一段飛びで現存する最高位へ昇格したと、クランマスターが告げたことで食堂が騒々しくなっていく。
「おいおい、スゲーな。いきなり七線級だと?」
ダンダンが強面を緩ませ驚愕する。
「はにゃにゃ! ランマさまのⅨ討伐の成果です! さすがランマさまです!」
モモがマタタビ効果によってトロリとした顔で、俺を見つめながら褒めてくる。
「うむ! 『襲来する始祖炎霊』の再来を未然に防いだことが、非常に高く評価されたでござるよ!」
……それトリウィアの嘘なんだよなぁ。
視線を向ける。銀髪の少女は素知らぬ顔で紅茶を飲んでいる。
しかし冒険者ギルドすら裏付けをとらずに信じるとは、彼方の来訪者の肩書きはやはり絶大だ。
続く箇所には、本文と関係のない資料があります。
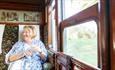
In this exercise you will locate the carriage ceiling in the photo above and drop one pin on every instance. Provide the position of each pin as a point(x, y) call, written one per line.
point(34, 2)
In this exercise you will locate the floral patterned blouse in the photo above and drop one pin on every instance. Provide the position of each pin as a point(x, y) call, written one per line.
point(33, 62)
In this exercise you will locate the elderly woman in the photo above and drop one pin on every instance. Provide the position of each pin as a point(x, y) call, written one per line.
point(27, 54)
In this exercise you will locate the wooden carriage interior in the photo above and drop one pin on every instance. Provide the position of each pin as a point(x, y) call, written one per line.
point(63, 34)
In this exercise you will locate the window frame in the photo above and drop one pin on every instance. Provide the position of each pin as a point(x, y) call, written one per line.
point(79, 18)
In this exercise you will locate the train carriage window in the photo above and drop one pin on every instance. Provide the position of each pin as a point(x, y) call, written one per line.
point(52, 26)
point(81, 42)
point(76, 6)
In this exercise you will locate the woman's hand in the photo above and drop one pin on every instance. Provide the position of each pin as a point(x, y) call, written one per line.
point(36, 49)
point(28, 53)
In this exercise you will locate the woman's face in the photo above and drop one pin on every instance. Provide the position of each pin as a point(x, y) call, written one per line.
point(27, 34)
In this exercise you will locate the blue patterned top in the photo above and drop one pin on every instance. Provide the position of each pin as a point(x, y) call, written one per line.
point(33, 62)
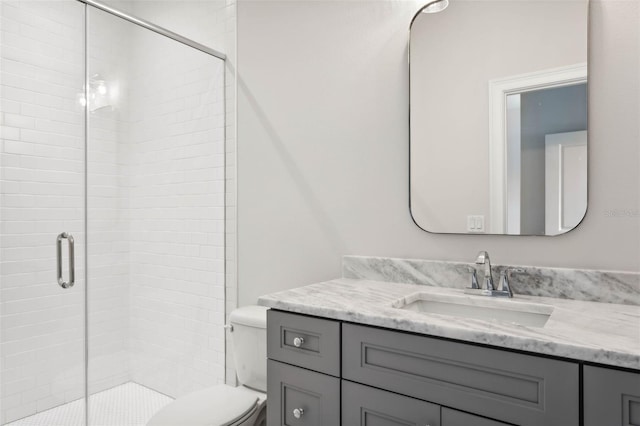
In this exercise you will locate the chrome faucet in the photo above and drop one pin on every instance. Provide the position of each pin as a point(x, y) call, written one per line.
point(483, 259)
point(488, 289)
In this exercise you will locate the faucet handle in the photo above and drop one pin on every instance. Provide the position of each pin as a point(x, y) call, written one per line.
point(474, 278)
point(504, 279)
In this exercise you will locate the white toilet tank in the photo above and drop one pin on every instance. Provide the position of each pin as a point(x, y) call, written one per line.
point(249, 339)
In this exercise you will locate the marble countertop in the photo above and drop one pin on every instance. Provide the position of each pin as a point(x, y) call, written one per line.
point(603, 333)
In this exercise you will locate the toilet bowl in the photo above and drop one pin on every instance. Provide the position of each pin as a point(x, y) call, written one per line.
point(225, 405)
point(220, 405)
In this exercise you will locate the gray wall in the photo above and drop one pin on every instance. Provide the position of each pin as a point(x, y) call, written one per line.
point(543, 112)
point(323, 146)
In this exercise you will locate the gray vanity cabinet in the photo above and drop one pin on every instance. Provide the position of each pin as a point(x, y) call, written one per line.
point(611, 397)
point(301, 397)
point(515, 388)
point(367, 406)
point(325, 372)
point(458, 418)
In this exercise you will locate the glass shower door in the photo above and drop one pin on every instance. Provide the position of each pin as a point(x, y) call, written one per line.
point(155, 219)
point(42, 213)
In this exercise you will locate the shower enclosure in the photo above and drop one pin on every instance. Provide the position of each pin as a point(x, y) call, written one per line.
point(111, 215)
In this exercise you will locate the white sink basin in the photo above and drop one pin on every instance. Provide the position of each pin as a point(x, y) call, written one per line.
point(477, 307)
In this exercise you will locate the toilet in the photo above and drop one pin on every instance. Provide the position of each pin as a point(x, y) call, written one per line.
point(225, 405)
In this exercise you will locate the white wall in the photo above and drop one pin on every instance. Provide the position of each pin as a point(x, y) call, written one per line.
point(323, 146)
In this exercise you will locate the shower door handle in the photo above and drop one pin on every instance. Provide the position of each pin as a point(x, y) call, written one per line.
point(72, 263)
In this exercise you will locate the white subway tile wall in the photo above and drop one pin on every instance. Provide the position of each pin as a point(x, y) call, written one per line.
point(42, 187)
point(176, 215)
point(156, 212)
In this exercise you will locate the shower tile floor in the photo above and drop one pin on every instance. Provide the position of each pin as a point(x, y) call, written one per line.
point(126, 405)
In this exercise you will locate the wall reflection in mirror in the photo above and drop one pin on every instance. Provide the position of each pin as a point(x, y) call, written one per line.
point(498, 116)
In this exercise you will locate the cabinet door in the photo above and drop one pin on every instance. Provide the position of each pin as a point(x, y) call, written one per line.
point(299, 397)
point(308, 342)
point(511, 387)
point(366, 406)
point(458, 418)
point(611, 397)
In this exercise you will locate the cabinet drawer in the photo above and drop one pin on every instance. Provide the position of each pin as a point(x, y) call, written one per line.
point(300, 397)
point(309, 342)
point(611, 397)
point(514, 388)
point(366, 406)
point(458, 418)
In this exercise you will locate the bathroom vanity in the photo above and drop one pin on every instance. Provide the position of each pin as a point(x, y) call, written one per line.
point(350, 352)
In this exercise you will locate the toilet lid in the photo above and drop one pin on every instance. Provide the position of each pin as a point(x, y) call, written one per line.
point(218, 405)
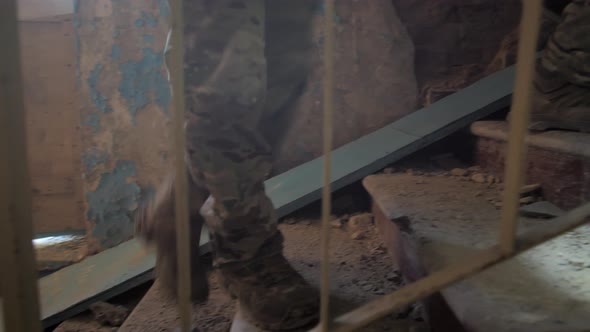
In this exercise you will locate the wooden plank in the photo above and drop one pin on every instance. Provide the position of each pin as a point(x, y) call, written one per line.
point(291, 190)
point(53, 118)
point(18, 286)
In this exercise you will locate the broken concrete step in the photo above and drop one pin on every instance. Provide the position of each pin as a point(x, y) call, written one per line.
point(558, 160)
point(444, 221)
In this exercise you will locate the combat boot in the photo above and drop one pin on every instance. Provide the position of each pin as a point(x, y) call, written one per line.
point(271, 294)
point(155, 225)
point(558, 104)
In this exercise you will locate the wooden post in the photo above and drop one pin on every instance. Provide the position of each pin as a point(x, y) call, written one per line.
point(175, 64)
point(18, 280)
point(519, 119)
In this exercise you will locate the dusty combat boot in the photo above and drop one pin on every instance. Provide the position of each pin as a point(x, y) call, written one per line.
point(271, 294)
point(155, 225)
point(558, 104)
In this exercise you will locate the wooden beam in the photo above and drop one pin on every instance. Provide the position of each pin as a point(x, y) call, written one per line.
point(18, 280)
point(289, 191)
point(175, 63)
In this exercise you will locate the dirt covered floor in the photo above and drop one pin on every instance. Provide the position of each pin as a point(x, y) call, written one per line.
point(361, 270)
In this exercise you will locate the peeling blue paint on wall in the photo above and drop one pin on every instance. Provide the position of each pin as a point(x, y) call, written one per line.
point(93, 121)
point(99, 100)
point(140, 79)
point(92, 158)
point(111, 205)
point(164, 8)
point(116, 52)
point(148, 39)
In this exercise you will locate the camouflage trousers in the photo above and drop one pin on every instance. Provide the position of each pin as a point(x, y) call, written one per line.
point(566, 57)
point(227, 58)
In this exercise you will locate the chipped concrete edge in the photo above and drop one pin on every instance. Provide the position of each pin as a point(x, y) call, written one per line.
point(560, 141)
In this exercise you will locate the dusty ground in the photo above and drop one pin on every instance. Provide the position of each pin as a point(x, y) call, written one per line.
point(361, 270)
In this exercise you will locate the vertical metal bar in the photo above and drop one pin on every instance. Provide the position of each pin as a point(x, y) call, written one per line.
point(176, 67)
point(18, 280)
point(327, 140)
point(519, 119)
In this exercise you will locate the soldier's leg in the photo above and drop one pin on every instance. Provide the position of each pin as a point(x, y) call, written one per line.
point(562, 82)
point(225, 87)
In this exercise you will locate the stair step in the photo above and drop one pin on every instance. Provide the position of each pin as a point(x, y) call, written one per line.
point(544, 289)
point(559, 160)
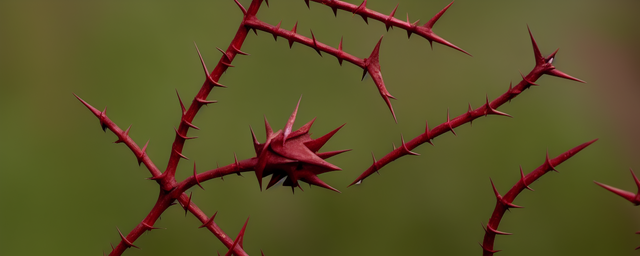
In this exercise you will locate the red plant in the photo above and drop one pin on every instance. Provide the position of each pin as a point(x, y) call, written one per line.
point(293, 156)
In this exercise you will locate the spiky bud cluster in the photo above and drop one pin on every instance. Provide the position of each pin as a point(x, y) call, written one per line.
point(293, 155)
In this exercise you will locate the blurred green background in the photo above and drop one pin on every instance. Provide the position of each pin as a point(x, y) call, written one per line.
point(65, 186)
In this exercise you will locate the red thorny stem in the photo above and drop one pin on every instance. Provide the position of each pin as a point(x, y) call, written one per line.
point(389, 21)
point(168, 177)
point(505, 202)
point(544, 65)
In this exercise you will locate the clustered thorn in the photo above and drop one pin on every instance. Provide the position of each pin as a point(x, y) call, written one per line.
point(143, 153)
point(501, 199)
point(209, 221)
point(449, 124)
point(505, 202)
point(126, 134)
point(631, 197)
point(361, 8)
point(239, 239)
point(293, 31)
point(387, 22)
point(206, 71)
point(125, 240)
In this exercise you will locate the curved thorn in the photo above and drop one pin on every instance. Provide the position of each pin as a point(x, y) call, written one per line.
point(294, 30)
point(435, 18)
point(126, 134)
point(183, 136)
point(195, 176)
point(427, 133)
point(180, 154)
point(315, 43)
point(143, 154)
point(449, 124)
point(206, 71)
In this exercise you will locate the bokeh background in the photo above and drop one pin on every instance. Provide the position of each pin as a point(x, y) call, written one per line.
point(65, 186)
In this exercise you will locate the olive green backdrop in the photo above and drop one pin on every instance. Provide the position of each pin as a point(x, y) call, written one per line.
point(65, 186)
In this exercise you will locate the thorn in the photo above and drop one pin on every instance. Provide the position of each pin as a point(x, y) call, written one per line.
point(435, 18)
point(427, 133)
point(469, 114)
point(315, 43)
point(235, 160)
point(195, 176)
point(256, 144)
point(209, 221)
point(100, 115)
point(558, 73)
point(633, 198)
point(536, 51)
point(294, 30)
point(228, 62)
point(512, 90)
point(125, 240)
point(190, 124)
point(275, 37)
point(492, 111)
point(449, 124)
point(375, 163)
point(149, 227)
point(339, 55)
point(180, 154)
point(143, 154)
point(206, 71)
point(372, 66)
point(289, 126)
point(522, 178)
point(239, 239)
point(488, 250)
point(244, 11)
point(126, 134)
point(387, 22)
point(316, 144)
point(362, 7)
point(224, 53)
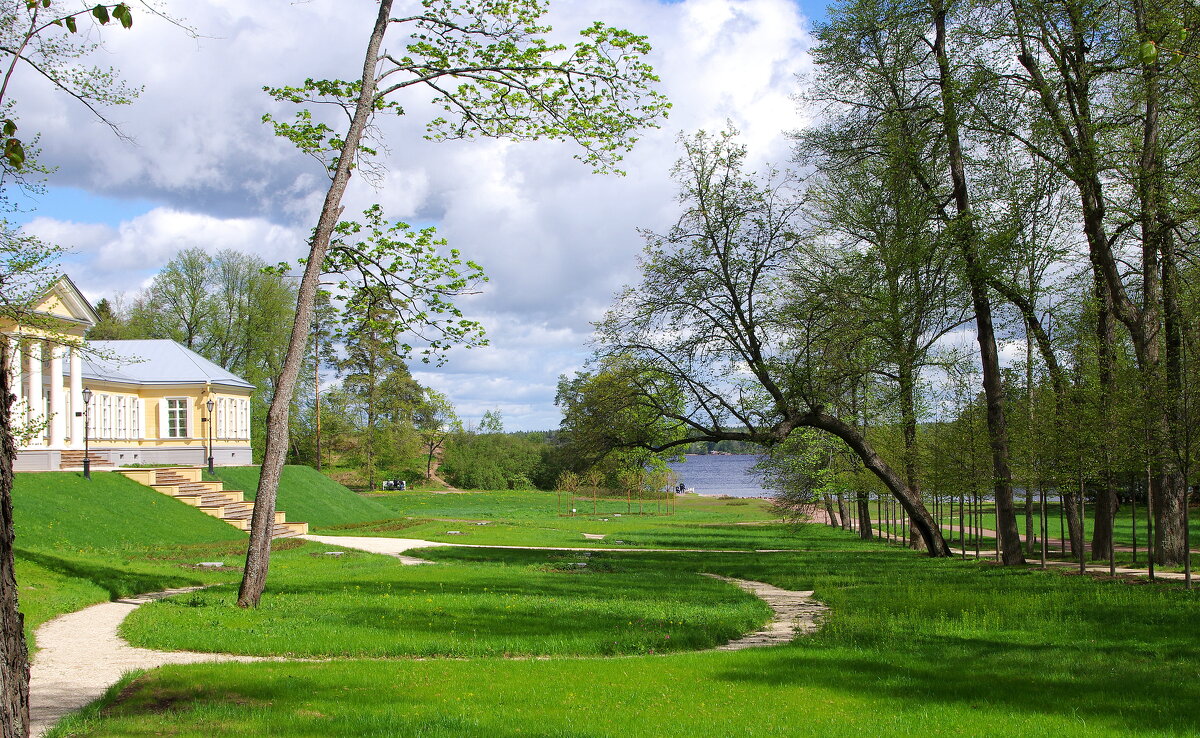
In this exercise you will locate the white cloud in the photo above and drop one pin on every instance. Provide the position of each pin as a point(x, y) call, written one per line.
point(557, 240)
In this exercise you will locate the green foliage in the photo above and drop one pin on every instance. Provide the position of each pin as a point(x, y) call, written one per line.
point(394, 281)
point(493, 73)
point(528, 604)
point(75, 545)
point(907, 643)
point(27, 41)
point(492, 461)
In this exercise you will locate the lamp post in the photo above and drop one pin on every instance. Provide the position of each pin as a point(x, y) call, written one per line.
point(210, 405)
point(87, 455)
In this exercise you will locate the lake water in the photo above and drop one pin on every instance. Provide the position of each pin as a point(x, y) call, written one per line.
point(715, 474)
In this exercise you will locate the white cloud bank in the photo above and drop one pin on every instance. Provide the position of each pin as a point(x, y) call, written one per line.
point(556, 240)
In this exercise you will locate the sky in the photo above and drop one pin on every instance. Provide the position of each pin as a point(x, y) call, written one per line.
point(201, 169)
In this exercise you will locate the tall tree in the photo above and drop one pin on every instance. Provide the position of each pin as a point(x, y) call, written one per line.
point(717, 321)
point(490, 66)
point(39, 37)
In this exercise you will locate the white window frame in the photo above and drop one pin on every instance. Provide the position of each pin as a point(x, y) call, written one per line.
point(119, 424)
point(177, 430)
point(106, 417)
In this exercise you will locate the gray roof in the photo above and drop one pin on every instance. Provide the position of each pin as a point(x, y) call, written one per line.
point(159, 361)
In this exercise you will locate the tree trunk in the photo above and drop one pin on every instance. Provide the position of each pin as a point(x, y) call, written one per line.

……クラスの奴らも隠れ潜まず表に出ていれば、余裕の王都暮らしができたろうに。
――まあいい、誠実は美徳だがすべてに優先されるわけじゃない。
ルミガ大陸4つめの七線級クランに昇格できた幸運を喜ぼう。
「いやぁまさかそれほど評価されるとはなぁ」
全員の視線を集める俺は頭を掻きながら、参ったなぁという顔で言った。
「1人でⅨを倒せる人なんて、この世にランマさましかいませんよ!」
「私ランマさまと同じクランで幸せです」
マタタビ効果で盛大に酔っ払っている、猫獣人の女の子たちに次々褒められる。
猫耳がトロンと少し下がっている――やっぱ猫耳かわいいなぁ。
「やっぱりランマさまは凄いです! 俺の英雄です!」
素面の犬獣人ガウにも讃えられる。
「……トモカタさまへの当たりの強さで、ランマさまには少し思うところもあるが……。それでも『光の意思たち』最強は間違いなくランマさまだ!」
友方派メンバーの1人がささやくように呟いた後、声を大にして認めてくる。
「紅き聖弓のランマさま! ばんざーい!」
「主さま、ばんにゃーい」
――そしてクラン食堂が俺への称賛で溢れかえっていく。
助けを求めるように視線を巡らせる。
「ふふっ、ばんざーい」
視線が合った水希はニコリと笑った後、その場のノリに合わせる。
「ござる! ここはケチれぬでござる、昇格パーティーをするでござるよ!」
……大丈夫か? クラン資金の管理は眞朱がしている、財政に頭を悩ませるのも眞朱だ。
資金難を考えれば『始祖氷狼』のクリスタルを売るという選択肢もあったか?
いやさすがになしだな、もったいない。
――そして直樹は見当たらず、トリウィアは我関せずで紅茶を飲む。
場を収めてくれる味方はいないか……。
転移後の2年間でかなり慣れたとはいえ、それでも小っ恥ずかしいなぁ。
……こういうところも俺と友方は真逆だったな、あいつは褒められるとどこまでも調子に乗っていった。